The Complainant asserts that the Respondent has no rights or legitimate interests in respect of the Domain Names and that the Respondent is not related to or affiliated in any way with the Complainant.
Based on the available record, the Panel finds that the Complainant has established a prima facie case, which was not refuted, and that the Respondent lacks rights or legitimate interests in either of the Domain Names. Therefore, the Complainant has satisfied the second requirement that the Respondent has no rights or legitimate interests in the Domain Names, under paragraph 4(a)(ii) of the Policy.
C. Registered and Used in Bad Faith
Given the widespread and long-standing use of the Complainant's trademark and reputation dating back to 1998, and given the content of its websites — including <twomen.com> — the Complainant claims that the Respondent has registered the Domain Names with full knowledge of the Complainant's trademark TWO MEN AND A TRUCK and uses them for the purpose of misleading and diverting Internet traffic.
The Domain Names incorporate the Complainant's trademarks, as well as its pattern of adding geographic descriptors to its domain names, by adding the geographic descriptor "Miami" at the end — which is already incorporated by Complainant in its other domain names. The Domain Names were registered several decades after the Complainant began using its marks and given that the Respondent is located in Florida where the Complainant operates, the Panel finds compelling factual and circumstantial evidence in the record that the Respondent likely knew of the Complainant's mark when it registered the Domain Names. It has been held in previous cases that knowledge of a corresponding mark at the time of the Domain Name's registration suggests bad faith (LEGO Juris A/S v. Reiner Stotte, WIPO Case No. D2010-0494; Caixa D'Estalvis i Pensions de Barcelona ("La Caixa") v. Eric Adam, WIPO Case No. D2006-0464).

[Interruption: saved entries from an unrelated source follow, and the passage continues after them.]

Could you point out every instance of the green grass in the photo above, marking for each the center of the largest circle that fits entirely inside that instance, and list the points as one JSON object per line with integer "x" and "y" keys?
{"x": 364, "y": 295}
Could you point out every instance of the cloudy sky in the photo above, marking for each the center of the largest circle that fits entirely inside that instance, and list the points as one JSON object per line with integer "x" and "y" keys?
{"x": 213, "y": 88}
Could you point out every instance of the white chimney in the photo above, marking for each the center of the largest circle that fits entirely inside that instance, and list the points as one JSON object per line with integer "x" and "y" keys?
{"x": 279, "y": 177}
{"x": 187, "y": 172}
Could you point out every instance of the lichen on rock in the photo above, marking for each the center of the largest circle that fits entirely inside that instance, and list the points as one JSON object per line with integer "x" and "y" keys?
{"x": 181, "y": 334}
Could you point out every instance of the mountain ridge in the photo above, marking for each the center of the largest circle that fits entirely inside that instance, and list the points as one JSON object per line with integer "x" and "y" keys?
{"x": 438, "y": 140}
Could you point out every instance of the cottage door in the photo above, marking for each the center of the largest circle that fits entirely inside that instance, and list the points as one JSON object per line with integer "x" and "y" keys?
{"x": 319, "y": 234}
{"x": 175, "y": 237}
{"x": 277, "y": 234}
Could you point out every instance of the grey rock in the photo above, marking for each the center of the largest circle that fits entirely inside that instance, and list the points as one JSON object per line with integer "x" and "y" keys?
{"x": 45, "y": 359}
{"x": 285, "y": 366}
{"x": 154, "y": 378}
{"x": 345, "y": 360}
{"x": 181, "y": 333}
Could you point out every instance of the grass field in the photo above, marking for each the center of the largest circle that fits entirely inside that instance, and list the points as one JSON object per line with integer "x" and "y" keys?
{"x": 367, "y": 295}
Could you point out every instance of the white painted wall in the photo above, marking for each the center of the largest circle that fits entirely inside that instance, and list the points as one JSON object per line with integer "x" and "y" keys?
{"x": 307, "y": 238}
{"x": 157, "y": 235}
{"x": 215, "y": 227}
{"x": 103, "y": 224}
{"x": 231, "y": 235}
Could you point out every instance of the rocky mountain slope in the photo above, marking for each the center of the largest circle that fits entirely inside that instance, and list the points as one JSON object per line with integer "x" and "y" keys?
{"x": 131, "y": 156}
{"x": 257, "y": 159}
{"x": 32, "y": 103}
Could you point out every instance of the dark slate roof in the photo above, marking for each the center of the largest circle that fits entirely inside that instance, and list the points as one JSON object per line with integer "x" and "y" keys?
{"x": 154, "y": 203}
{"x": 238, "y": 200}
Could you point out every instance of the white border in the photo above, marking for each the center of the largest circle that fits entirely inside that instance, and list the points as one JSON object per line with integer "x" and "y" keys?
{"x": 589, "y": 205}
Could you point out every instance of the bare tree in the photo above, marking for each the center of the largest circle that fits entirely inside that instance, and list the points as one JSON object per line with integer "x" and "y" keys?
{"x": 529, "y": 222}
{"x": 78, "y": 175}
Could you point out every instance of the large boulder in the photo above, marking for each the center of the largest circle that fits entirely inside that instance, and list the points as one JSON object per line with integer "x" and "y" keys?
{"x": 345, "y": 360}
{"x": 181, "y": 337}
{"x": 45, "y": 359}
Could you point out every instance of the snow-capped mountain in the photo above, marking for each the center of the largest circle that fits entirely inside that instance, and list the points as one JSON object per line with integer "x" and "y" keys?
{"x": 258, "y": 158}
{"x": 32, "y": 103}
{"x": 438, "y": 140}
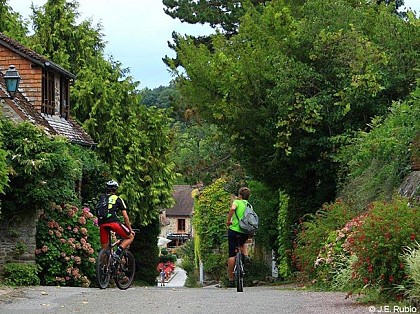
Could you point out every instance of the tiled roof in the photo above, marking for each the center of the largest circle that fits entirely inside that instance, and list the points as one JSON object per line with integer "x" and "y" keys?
{"x": 32, "y": 55}
{"x": 184, "y": 202}
{"x": 53, "y": 125}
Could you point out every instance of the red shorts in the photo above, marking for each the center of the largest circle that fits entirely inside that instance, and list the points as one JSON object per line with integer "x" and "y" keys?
{"x": 115, "y": 226}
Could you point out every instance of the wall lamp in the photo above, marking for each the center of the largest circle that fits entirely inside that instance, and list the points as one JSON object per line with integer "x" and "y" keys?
{"x": 12, "y": 80}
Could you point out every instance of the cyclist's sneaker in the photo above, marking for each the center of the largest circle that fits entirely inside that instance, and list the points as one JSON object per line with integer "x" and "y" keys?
{"x": 247, "y": 260}
{"x": 116, "y": 257}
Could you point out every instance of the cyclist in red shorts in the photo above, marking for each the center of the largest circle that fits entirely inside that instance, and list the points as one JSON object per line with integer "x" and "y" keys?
{"x": 116, "y": 206}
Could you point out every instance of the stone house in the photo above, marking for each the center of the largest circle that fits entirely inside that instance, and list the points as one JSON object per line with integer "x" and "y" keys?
{"x": 175, "y": 222}
{"x": 43, "y": 99}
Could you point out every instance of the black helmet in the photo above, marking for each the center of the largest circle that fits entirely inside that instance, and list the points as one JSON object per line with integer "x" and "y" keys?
{"x": 112, "y": 185}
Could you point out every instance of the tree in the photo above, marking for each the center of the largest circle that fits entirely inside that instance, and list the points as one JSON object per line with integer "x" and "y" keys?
{"x": 290, "y": 87}
{"x": 220, "y": 13}
{"x": 12, "y": 23}
{"x": 108, "y": 104}
{"x": 59, "y": 37}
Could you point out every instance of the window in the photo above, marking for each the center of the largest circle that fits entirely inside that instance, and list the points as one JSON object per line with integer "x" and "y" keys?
{"x": 48, "y": 95}
{"x": 181, "y": 225}
{"x": 64, "y": 98}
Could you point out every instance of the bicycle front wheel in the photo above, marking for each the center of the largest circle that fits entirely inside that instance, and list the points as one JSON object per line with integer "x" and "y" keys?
{"x": 126, "y": 268}
{"x": 103, "y": 271}
{"x": 239, "y": 273}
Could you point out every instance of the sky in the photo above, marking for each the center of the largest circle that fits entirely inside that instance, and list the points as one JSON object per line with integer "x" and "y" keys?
{"x": 137, "y": 33}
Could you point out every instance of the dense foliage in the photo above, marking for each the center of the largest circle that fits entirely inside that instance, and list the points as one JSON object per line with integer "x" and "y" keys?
{"x": 41, "y": 169}
{"x": 136, "y": 150}
{"x": 210, "y": 212}
{"x": 290, "y": 88}
{"x": 360, "y": 243}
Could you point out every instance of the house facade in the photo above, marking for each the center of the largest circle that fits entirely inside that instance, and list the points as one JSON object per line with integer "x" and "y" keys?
{"x": 43, "y": 97}
{"x": 176, "y": 222}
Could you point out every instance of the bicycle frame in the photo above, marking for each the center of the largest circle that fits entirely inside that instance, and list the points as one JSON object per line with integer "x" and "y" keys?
{"x": 108, "y": 267}
{"x": 238, "y": 269}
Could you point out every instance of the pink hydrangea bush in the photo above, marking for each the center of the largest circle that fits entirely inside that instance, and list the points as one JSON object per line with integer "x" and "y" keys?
{"x": 67, "y": 246}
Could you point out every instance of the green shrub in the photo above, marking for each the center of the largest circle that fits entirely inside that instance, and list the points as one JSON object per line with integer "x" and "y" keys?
{"x": 19, "y": 274}
{"x": 319, "y": 230}
{"x": 411, "y": 258}
{"x": 378, "y": 243}
{"x": 67, "y": 245}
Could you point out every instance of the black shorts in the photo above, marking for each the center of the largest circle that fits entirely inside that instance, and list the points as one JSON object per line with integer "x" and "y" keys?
{"x": 233, "y": 241}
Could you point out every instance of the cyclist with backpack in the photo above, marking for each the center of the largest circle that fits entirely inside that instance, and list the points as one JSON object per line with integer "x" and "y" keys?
{"x": 236, "y": 212}
{"x": 109, "y": 208}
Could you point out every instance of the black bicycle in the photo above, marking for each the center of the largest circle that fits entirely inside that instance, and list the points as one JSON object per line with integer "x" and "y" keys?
{"x": 238, "y": 269}
{"x": 122, "y": 269}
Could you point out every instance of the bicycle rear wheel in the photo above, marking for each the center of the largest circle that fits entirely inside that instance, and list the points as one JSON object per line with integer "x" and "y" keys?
{"x": 103, "y": 271}
{"x": 239, "y": 273}
{"x": 126, "y": 268}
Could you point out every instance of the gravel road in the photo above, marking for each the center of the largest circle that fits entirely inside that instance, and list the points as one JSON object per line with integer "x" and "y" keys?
{"x": 169, "y": 300}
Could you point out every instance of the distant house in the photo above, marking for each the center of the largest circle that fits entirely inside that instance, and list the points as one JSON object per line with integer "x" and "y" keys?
{"x": 176, "y": 221}
{"x": 43, "y": 97}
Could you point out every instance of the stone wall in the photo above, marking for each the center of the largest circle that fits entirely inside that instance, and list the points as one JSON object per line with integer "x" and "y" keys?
{"x": 17, "y": 238}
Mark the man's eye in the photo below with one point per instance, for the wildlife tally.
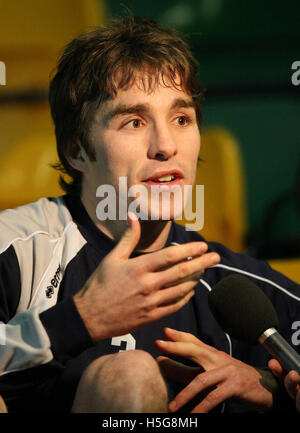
(183, 120)
(135, 123)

In addition, the Panel notes that the Domain Names are parked with the Registrar and contain sponsored links, from which the Respondent presumably earns click-through revenues attempting to attract consumers looking for the Complainant. There is no indication that the Respondent is making a legitimate use of the Domain Names or is using the Domain Names in connection with a bona fide offering of goods or services. The Panel finds such use satisfies bad faith under paragraph 4(b)(iv) of the Policy.
Furthermore, the Respondent has taken active steps to conceal its identity, by registering the Domain Names using the Domains by Proxy private registration service, which indicates bad faith by the Respondent. See, e.g. Advance Magazine Publishers Inc. d/b/a Condé Nast Publications v. MSA, Inc. and Moniker Privacy Services, WIPO Case No. D2007-1743.
Given the evidence of the Complainant's prior rights in the mark, the timing of the registration of the Domain Names by the Respondent, the use of proxy registrations, together with evidence that both Domain Names resolve to parked pages with sponsored ads, the Panel finds that the Complainant has satisfied the third requirement that the Respondent has registered and is using the Domain Names in bad faith, under paragraph 4(a)(iii) of the Policy.
For the foregoing reasons, in accordance with paragraphs 4(i) of the Policy and 15 of the Rules, the Panel orders that the Disputed Domain Names <twomenandatruckmiami.com> and <twomenmiami.com> be transferred to the Complainant.